RECHTBANK AMSTERDAM
Sector Bestuursrecht
zaaknummer: AWB 09/3851 WWB
uitspraak van de meervoudige kamer in de zaak tussen
[eiser],
wonende te [woonplaats],
eiser,
gemachtigde mr. E. Bruijn,
het college van burgemeester en wethouders van de gemeente Amsterdam,
verweerder,
gemachtigde mr.
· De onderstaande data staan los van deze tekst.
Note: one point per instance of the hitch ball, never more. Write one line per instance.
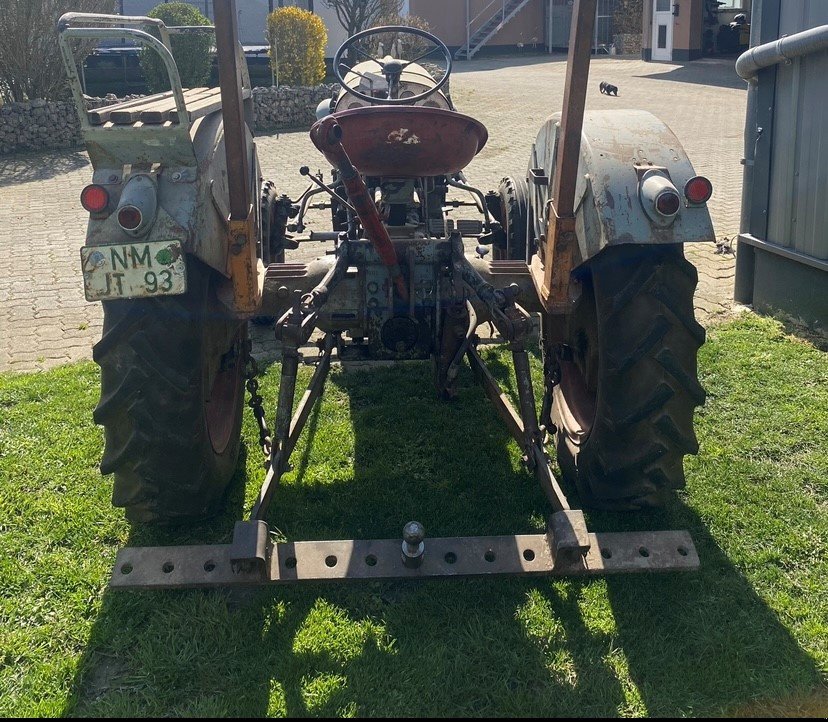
(413, 547)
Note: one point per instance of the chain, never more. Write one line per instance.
(255, 403)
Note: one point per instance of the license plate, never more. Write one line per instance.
(133, 270)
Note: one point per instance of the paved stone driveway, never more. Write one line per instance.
(45, 320)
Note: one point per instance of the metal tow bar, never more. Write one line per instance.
(566, 548)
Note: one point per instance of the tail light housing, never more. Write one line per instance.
(668, 202)
(130, 218)
(95, 198)
(138, 204)
(698, 190)
(659, 197)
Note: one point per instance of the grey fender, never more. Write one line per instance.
(616, 147)
(192, 201)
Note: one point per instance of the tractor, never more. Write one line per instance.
(186, 244)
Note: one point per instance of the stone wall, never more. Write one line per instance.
(39, 125)
(284, 107)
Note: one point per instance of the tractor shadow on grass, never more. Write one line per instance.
(689, 644)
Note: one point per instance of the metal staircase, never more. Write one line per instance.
(486, 24)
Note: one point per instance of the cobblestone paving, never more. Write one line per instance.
(45, 320)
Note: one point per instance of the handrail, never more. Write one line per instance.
(491, 2)
(786, 48)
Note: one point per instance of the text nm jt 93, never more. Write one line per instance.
(186, 243)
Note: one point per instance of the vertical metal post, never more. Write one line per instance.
(551, 275)
(238, 172)
(242, 230)
(468, 34)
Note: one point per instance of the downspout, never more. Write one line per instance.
(763, 56)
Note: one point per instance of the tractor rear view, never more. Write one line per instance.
(185, 244)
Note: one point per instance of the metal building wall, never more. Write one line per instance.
(782, 258)
(798, 202)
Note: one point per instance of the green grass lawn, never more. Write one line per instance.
(747, 633)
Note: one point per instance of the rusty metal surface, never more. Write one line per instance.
(410, 141)
(327, 135)
(559, 254)
(524, 554)
(290, 436)
(230, 83)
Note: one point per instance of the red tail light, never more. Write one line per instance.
(698, 190)
(129, 218)
(94, 198)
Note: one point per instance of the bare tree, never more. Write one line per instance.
(357, 15)
(30, 64)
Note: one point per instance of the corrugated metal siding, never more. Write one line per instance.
(798, 203)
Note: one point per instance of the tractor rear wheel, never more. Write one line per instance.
(511, 212)
(623, 408)
(172, 372)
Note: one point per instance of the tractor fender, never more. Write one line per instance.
(192, 196)
(617, 147)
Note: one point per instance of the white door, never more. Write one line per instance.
(662, 29)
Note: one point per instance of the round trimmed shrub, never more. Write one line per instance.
(190, 50)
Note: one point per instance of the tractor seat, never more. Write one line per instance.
(409, 141)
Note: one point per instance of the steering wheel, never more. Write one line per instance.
(391, 68)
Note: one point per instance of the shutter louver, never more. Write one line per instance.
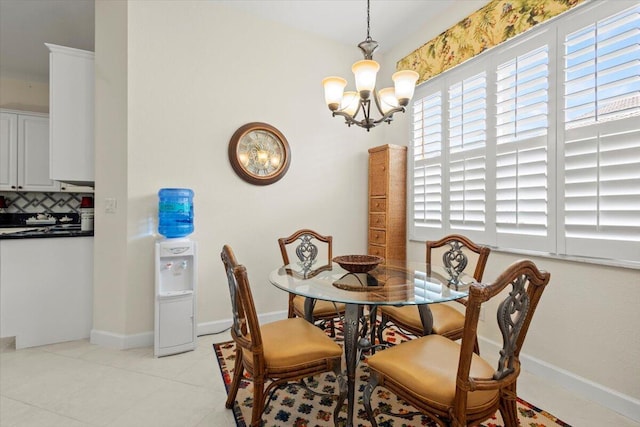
(467, 153)
(602, 77)
(601, 185)
(522, 86)
(427, 161)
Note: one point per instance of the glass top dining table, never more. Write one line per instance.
(396, 283)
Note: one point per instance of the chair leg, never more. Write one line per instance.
(366, 398)
(342, 391)
(508, 407)
(381, 327)
(258, 402)
(238, 371)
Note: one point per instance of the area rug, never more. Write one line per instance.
(294, 406)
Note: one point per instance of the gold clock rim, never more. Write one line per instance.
(247, 175)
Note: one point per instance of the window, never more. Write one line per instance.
(535, 145)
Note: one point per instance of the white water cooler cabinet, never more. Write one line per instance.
(175, 308)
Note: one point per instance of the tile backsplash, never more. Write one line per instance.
(34, 202)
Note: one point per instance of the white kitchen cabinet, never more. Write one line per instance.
(70, 188)
(71, 107)
(24, 152)
(52, 303)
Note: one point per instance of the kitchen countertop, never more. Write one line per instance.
(42, 232)
(43, 225)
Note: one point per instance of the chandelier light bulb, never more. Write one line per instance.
(365, 72)
(350, 103)
(388, 101)
(405, 85)
(333, 90)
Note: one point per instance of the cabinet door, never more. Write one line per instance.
(378, 173)
(8, 151)
(176, 321)
(33, 154)
(71, 100)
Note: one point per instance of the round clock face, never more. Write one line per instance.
(259, 153)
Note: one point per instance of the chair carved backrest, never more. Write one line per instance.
(456, 251)
(245, 330)
(306, 248)
(514, 317)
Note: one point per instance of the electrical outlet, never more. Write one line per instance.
(110, 205)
R. Lo Fo Sang.
Bij afzonderlijke besluiten van 13 oktober 2008 (de primaire besluiten) heeft verweerder de aanvraag van eiser om in aanmerking te komen voor langdurigheidstoeslag of een knipkaart 2008 afgewezen.
Bij afzonderlijke besluiten van 26 november 2008 heeft verweerder de bezwaren van eiser tegen de primaire besluiten ongegrond verklaard.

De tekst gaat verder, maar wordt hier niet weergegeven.